San Francisco Congresswoman Nancy Pelosi should be my hero. She’s about to become the first female Speaker of the House in American history. She’s also the first Italian American. But identity politics isn’t enough. Sure, it’s great that she’s the first woman and Italian to be one heartbeat from the highest office in the land. America’s “come a long way baby,” since the days when women were supposed to be barefoot and pregnant and Italians were gangsters in the movies.

The country needs more than entries in the Guinness Book of Records. It needs real change. Nancy Pelosi isn’t going to do that. She’s certainly an improvement over the corrupt leadership that Congress has had for 12 years. She’s already talking about some worthy goals, including raising the minimum wage (hopefully to a living wage) and reducing the cost of medicine (universal healthcare would do that, though she hasn’t mentioned that yet). The problem is: She doesn’t represent my “San Francisco values.”

Take impeachment for example. There couldn’t be a president more deserving of that fate than George Bush. He’s led us into two unjust wars, botched the response to hurricane Katrina, failed to respond to intelligence reports about an attack on this country just prior to 9/11, authorized spying on Americans, and violated basic civil rights via the Patriot Act and the repeal of habeas corpus.

Yet on the morning after the election, Pelosi told the press that impeachment is not even on the table for discussion. This despite the fact that two cities in the Bay Area (San Francisco and Berkeley) had just passed propositions calling for the impeachment of the president. Granted that Pelosi doesn’t want to appear as if she’s drooling over the next rung in the political ladder, but she has the will of her constituents to consider. The people who put her into the position she’s about to attain want impeachment. Doesn’t that count for anything?

Obviously not.

Just as it doesn’t seem to matter to Pelosi that most people in her district want to bring the troops home right now. Hundreds of thousands of us have marched and spoken out. On the day the war in Iraq started, protesters kept business as usual from happening in downtown San Francisco. Both the Board of Supervisors and the School Board have passed resolutions condemning the war.
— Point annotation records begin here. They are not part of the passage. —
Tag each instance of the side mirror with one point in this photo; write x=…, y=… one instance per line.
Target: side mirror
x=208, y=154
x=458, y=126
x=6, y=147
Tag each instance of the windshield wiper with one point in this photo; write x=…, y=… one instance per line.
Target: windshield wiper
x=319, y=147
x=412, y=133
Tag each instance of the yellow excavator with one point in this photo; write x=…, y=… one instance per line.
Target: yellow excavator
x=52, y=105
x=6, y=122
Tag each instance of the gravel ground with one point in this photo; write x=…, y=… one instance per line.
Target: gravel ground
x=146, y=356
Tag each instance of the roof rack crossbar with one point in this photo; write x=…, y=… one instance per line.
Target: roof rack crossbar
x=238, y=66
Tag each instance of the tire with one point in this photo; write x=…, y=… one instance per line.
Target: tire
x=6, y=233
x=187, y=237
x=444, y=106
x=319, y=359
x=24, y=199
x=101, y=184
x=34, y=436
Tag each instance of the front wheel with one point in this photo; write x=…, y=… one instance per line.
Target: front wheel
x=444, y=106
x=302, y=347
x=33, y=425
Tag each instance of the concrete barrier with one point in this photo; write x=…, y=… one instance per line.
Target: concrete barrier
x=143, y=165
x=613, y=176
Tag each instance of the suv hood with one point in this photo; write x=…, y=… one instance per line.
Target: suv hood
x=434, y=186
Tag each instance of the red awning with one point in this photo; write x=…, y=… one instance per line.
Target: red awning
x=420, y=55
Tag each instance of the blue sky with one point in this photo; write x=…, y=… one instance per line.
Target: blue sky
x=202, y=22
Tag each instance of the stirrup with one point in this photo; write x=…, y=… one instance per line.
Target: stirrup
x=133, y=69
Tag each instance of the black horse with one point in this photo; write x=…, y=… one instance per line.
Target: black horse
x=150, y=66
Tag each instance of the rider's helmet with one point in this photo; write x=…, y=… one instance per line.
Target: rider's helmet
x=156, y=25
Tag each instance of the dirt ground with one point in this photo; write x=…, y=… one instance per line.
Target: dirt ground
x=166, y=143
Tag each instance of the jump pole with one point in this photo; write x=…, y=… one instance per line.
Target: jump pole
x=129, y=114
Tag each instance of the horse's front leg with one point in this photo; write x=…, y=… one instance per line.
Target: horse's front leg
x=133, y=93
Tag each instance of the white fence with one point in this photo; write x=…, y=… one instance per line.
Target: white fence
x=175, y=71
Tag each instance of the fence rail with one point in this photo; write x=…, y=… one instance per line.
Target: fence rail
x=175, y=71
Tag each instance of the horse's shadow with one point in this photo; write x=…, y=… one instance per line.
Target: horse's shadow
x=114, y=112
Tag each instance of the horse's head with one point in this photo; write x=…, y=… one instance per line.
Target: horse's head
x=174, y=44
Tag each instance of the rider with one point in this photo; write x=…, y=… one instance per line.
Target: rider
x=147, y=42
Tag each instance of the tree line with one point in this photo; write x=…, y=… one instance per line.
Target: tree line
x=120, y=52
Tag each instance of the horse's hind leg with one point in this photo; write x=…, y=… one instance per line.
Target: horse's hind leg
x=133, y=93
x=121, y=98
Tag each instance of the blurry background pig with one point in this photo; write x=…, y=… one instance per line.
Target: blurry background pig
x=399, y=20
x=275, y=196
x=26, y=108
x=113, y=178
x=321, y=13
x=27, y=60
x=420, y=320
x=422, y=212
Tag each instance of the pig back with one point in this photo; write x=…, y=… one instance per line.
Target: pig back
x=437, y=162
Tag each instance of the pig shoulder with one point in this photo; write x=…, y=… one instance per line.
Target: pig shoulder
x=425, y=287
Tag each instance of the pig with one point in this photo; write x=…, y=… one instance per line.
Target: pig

Pelosi’s on another page altogether. Concerning the troops, Pelosi told Brian Williams of NBC Nightly News: “We have a responsibility to them to do two things: to find a solution in Iraq and do it, hopefully, in a bipartisan way and secondly, to build a future worthy of their sacrifice.”
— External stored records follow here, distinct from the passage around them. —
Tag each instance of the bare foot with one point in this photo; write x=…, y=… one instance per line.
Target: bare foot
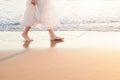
x=56, y=38
x=26, y=37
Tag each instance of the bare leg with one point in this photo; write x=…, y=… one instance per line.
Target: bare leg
x=53, y=37
x=25, y=34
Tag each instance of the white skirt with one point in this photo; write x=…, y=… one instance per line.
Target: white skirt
x=41, y=14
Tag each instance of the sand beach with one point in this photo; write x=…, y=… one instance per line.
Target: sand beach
x=83, y=55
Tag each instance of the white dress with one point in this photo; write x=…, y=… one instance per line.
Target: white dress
x=43, y=13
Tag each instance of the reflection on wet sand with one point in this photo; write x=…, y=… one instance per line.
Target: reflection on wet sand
x=26, y=44
x=52, y=44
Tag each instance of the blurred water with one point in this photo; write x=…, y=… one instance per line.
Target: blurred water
x=70, y=12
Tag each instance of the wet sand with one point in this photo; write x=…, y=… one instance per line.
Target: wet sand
x=88, y=56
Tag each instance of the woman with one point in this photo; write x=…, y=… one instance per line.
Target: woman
x=40, y=12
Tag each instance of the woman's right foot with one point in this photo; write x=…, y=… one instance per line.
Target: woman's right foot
x=26, y=37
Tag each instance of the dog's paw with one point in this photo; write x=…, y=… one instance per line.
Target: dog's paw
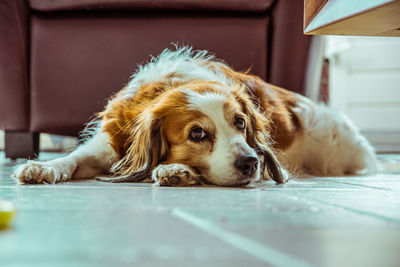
x=35, y=172
x=174, y=175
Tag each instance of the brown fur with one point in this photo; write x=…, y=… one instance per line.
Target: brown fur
x=134, y=123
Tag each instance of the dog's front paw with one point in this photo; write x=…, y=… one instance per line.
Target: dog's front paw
x=35, y=172
x=174, y=175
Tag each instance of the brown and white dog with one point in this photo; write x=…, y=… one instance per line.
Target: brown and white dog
x=186, y=118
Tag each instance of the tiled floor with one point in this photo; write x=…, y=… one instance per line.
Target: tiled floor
x=351, y=221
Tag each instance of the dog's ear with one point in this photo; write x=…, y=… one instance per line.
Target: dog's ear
x=146, y=150
x=257, y=135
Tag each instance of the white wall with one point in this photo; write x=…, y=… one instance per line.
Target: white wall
x=365, y=84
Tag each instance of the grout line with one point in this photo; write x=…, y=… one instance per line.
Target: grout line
x=358, y=211
x=263, y=252
x=361, y=185
x=363, y=212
The obvious solution in Iraq is not to be in Iraq. Dissatisfaction with the war is reportedly one of the main reasons the Republicans got booted out of office. It would be easy for Pelosi to call for withdrawal. How many more lives on both sides have to be sacrificed before the Democrats do the right thing? The ball’s in their court now.
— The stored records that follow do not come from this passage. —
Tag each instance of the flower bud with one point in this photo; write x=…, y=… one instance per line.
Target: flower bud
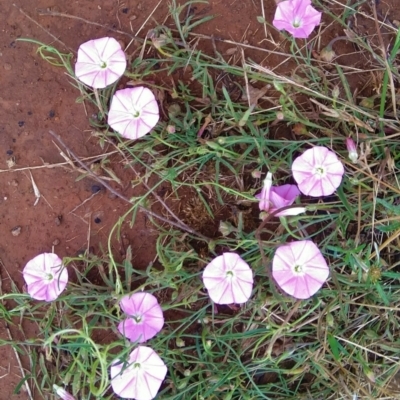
x=171, y=129
x=335, y=92
x=63, y=394
x=351, y=148
x=327, y=54
x=299, y=129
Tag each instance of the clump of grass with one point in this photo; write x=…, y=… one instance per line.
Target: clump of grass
x=343, y=342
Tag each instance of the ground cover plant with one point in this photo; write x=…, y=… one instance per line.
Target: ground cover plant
x=278, y=278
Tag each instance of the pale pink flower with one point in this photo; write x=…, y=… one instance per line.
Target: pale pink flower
x=317, y=172
x=272, y=198
x=62, y=393
x=228, y=279
x=45, y=276
x=140, y=377
x=351, y=148
x=133, y=112
x=299, y=269
x=100, y=62
x=145, y=317
x=297, y=17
If Nancy Pelosi were my hero, in addition to withdrawing the troops and impeaching the president, she would be talking about community land trusts and other forms of permanently affordable housing, living wage jobs for all, universal healthcare and ending all hunger in America. She would be talking about an all-out war on poverty and homelessness. She would be talking about an end to the death penalty and the war on drugs that has targeted young men of color. She would be talking about reforming the prison system. She would be setting an agenda for America that is unlike any set before, one that finally places economic and social justice, not to mention redistribution of the wealth, as top priorities.

Unfortunately, Nancy Pelosi isn’t ever going to be my hero.